Para assinalar o momento, o município programou várias atividades no decorrer do dia. No Salão Nobre, nos Paços do Município, às 10h15, atribuiu-se a medalha de ouro da cidade ao presidente do Senado Federal do Brasil, Rodrigo Pacheco. Mais tarde, realizou-se a deposição de uma coroa de flores no túmulo de D. Afonso Henriques, na Igreja de Santa Cruz. Após a cerimónia de inauguração seguiu-se uma exibição do documentário “O que é a Cidadania da Língua?”, na Casa do Cinema de Coimbra, às 15h.

Uma hora depois, o novo espaço recebeu a sessão “Gente de cá e de lá: dicções de uma escrita feminista”, apresentada pelas poetas contemporâneas Luiza Romão e Rute Simões Ribeiro, assim como a estreia de uma exposição do artista Chico Diaz. Para fechar os eventos do dia, está marcado um concerto de Zeca Baleiro, intitulado “Canções d’Aquém e além-mar”, às 21h30, no Grande Auditório do Convento São Francisco.

A cerimónia de inauguração contou com os discursos de José Manuel Silva, do presidente da APBRA, José Manuel Diogo, e do presidente do Senado Federal do Brasil. Ao refletir sobre o espaço, o autarca reconheceu que este “foi muito mais do que uma Casa da Escrita, foi uma casa de cidadania” e explicou que o objetivo é criar um “epicentro de debate da cidadania da língua”. Assim, referiu que a nova dinâmica do local pretende ser “muito mais intensa” face ao “estado de letargia” cultural em que se encontrava. Na perspetiva do município, a cidade dá, assim, “mais um passo” na ligação entre Portugal e o Brasil.
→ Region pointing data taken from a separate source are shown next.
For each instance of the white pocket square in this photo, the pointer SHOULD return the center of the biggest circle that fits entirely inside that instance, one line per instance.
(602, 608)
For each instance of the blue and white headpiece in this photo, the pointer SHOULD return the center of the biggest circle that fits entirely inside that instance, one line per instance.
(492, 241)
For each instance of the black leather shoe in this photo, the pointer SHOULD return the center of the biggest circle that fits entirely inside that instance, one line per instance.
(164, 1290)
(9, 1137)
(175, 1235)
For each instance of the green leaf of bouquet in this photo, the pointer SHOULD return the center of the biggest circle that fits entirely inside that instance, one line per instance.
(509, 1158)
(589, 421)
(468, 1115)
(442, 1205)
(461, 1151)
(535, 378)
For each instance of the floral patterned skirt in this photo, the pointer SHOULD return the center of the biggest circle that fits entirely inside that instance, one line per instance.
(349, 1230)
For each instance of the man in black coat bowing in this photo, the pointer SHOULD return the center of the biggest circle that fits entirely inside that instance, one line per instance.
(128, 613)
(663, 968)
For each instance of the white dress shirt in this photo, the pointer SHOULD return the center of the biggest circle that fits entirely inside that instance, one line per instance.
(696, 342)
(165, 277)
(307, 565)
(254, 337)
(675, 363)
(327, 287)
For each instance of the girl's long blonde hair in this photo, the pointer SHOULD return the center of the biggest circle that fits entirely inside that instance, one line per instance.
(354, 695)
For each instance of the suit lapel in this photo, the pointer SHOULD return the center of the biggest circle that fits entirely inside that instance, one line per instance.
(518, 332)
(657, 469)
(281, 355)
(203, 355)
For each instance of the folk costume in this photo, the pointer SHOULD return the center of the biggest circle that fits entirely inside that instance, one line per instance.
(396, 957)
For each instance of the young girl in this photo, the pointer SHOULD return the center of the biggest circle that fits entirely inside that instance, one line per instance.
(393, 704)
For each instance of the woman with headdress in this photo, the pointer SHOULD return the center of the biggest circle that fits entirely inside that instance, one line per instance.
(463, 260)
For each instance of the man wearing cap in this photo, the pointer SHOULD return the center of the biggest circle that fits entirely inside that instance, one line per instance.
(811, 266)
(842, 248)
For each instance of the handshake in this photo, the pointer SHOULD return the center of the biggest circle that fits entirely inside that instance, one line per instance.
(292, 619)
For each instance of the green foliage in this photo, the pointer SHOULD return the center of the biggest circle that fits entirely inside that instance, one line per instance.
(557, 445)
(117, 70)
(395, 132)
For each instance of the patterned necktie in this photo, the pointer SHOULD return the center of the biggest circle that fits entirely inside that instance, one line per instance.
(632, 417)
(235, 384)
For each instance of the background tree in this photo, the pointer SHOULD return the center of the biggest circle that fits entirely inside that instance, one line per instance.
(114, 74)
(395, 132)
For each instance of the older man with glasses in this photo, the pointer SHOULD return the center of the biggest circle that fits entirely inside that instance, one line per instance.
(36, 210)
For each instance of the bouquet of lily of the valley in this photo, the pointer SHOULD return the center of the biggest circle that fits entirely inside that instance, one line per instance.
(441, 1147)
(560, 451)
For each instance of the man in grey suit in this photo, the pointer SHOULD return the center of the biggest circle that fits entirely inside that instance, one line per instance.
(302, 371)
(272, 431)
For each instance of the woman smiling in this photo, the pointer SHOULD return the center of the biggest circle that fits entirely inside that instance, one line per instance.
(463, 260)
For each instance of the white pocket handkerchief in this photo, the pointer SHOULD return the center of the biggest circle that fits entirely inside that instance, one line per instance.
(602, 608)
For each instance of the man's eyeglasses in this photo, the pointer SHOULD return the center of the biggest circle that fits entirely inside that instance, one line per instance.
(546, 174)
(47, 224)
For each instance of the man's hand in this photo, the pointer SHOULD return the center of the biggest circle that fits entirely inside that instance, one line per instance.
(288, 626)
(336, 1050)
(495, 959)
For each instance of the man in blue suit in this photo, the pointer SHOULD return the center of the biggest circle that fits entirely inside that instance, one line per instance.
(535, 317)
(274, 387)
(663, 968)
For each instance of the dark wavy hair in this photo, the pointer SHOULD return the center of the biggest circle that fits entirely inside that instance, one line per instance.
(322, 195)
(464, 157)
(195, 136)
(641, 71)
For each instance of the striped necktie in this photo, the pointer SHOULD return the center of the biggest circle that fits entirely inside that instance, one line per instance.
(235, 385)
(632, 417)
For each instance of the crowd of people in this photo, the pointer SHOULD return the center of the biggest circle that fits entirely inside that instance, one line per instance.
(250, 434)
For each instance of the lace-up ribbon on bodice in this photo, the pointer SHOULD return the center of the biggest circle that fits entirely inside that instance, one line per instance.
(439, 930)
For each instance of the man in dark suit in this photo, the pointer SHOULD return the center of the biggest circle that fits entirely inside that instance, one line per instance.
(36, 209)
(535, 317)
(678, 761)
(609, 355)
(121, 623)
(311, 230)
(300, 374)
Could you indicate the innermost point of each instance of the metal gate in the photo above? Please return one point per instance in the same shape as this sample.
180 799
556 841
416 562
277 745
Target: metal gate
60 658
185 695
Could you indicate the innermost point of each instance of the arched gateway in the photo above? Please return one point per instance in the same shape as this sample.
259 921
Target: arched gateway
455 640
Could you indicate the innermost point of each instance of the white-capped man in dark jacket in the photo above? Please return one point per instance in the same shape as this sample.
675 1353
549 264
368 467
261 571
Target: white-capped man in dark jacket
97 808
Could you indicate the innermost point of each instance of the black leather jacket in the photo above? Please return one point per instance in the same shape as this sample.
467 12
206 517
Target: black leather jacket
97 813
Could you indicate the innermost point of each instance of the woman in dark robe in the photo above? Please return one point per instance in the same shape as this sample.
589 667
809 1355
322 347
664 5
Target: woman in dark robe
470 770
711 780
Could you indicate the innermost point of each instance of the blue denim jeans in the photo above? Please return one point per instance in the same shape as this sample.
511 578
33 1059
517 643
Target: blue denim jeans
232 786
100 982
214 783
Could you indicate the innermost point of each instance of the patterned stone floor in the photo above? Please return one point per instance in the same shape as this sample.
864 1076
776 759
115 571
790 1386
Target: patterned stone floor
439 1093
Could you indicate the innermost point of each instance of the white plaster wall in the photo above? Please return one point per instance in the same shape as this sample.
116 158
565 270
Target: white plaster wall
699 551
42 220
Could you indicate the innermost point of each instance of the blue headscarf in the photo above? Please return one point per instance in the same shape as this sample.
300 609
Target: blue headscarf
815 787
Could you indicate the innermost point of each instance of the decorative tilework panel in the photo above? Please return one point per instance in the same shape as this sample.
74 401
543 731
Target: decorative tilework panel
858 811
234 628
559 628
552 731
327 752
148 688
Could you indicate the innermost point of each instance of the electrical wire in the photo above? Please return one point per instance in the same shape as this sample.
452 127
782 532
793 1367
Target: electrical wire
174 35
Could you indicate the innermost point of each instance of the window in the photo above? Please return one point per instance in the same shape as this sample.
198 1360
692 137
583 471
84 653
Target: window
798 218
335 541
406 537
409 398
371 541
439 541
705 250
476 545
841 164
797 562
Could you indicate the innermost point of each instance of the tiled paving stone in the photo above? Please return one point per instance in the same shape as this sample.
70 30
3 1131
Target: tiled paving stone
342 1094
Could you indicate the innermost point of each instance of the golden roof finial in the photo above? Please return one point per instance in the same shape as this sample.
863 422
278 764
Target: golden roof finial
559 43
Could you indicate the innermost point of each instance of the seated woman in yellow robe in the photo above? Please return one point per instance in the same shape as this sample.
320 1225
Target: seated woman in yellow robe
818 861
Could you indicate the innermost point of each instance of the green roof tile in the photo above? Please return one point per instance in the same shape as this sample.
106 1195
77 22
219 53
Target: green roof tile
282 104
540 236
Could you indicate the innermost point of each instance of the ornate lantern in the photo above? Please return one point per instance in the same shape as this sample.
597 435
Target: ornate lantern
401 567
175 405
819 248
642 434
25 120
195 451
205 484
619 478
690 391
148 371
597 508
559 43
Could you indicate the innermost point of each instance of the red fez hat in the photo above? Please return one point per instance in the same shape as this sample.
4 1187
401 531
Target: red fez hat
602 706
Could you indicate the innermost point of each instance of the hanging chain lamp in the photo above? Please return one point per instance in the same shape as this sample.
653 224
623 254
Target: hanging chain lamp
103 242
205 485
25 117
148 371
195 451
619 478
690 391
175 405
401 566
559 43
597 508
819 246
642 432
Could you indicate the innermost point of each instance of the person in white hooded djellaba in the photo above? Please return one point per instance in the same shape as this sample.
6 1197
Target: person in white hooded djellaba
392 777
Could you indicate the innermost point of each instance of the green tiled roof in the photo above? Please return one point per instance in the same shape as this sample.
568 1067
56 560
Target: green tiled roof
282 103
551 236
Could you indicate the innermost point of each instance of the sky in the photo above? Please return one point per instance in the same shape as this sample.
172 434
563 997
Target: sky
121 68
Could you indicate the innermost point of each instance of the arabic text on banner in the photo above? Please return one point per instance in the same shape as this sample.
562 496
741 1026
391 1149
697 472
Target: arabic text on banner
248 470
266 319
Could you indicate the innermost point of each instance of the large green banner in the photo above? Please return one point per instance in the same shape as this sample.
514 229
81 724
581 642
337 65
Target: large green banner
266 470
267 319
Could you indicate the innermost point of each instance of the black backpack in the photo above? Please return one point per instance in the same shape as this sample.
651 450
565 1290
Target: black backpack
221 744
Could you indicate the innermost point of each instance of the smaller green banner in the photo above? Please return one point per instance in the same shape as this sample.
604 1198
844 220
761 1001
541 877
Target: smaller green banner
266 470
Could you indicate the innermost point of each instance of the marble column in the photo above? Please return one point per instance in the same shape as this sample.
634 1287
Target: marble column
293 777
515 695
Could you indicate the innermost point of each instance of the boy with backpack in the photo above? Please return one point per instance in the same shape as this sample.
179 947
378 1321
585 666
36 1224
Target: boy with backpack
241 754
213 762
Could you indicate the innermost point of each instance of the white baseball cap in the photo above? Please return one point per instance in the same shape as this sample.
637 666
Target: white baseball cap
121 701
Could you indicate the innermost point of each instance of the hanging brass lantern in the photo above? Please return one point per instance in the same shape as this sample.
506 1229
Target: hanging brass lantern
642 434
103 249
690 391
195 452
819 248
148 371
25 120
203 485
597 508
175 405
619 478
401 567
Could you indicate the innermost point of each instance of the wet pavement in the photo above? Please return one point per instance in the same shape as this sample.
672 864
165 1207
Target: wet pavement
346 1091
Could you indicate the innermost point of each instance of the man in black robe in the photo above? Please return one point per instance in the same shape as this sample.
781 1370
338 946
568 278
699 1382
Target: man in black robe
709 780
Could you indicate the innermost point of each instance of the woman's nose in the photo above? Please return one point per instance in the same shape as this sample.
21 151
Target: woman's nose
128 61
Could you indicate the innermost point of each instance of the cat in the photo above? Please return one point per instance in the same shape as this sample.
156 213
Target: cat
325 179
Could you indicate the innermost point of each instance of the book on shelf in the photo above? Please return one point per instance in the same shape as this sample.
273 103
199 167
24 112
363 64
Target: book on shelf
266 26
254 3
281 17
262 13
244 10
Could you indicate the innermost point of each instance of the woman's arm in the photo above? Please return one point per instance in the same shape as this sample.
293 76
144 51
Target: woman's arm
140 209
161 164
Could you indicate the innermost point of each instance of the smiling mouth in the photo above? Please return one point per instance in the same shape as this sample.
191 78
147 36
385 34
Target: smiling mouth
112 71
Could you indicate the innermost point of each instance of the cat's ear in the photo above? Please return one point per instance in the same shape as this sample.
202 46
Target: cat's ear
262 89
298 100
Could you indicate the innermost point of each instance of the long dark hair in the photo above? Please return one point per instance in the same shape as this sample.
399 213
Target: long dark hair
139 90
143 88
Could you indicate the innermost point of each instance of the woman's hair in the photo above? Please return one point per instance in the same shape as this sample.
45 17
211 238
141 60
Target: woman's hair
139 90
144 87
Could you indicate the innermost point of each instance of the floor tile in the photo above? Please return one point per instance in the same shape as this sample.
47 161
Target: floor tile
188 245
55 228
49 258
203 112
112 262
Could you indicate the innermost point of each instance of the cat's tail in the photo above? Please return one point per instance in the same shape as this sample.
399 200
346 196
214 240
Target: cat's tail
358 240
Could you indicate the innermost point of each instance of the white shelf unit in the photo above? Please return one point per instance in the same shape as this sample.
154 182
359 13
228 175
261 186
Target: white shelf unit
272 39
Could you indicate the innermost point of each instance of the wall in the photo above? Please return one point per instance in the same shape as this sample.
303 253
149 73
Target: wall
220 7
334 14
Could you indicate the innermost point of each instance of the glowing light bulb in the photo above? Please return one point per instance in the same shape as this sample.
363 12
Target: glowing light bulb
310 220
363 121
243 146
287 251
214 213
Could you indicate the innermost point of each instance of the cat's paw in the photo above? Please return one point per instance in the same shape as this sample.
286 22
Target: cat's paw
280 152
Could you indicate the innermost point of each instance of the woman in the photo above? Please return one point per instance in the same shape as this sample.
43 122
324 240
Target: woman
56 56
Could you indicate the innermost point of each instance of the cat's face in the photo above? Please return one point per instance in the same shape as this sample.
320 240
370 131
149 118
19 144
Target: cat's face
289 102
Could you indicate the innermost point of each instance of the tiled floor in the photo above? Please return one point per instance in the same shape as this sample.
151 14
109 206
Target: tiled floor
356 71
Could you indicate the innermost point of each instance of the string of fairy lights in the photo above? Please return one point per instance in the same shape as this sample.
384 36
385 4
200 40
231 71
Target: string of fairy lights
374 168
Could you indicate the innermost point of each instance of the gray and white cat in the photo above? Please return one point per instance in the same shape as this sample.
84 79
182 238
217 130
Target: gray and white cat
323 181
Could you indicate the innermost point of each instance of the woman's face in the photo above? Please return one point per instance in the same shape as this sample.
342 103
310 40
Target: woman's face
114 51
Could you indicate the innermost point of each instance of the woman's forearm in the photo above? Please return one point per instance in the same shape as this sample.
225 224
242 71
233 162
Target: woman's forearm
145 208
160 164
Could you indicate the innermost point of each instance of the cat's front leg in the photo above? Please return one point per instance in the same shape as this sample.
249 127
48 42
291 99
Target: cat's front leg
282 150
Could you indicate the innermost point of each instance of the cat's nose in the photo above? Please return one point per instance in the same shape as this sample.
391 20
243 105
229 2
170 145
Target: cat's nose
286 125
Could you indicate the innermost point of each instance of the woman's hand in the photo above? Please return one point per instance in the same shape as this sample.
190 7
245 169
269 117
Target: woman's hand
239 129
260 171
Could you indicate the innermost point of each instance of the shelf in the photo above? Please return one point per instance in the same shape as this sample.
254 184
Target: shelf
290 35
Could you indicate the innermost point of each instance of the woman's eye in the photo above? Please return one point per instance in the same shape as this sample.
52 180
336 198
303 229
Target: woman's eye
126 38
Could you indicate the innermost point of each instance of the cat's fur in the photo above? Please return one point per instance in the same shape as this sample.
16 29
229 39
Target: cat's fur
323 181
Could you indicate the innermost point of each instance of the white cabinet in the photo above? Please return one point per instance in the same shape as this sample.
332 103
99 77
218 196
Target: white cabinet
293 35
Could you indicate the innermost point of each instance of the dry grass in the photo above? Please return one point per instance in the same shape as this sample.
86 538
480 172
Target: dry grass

José Manuel Silva manifestou, ainda, que “transformar esta casa, que continua a ser uma casa de artistas, é abarcar a forma escrita da cultura”. Nesse sentido, esta abertura representa uma aproximação de uma sociedade que se “comunica e entende através de uma língua comum”, expressou. Na mesma linha de ideias, José Manuel Diogo mencionou que a missão desta partilha é a de “construir uma comunidade mais coesa”, onde a língua “não é mais um instrumento, mas uma verdadeira plataforma”.

Por sua vez, Rodrigo Pacheco aproveitou para citar José Saramago, ao afirmar que “não há uma língua portuguesa, há línguas em português”. Para dar ênfase a esta ideia, o senador esclareceu o conceito de Cidadania da Língua: “não é critério de assimilação ou vínculo exclusivo”, pelo que também “nunca vai ser um muro entre os povos”. Para terminar a cerimónia, os presentes foram convidados a ouvir uma atuação de dois guitarristas do Grupo de Fado ao Centro.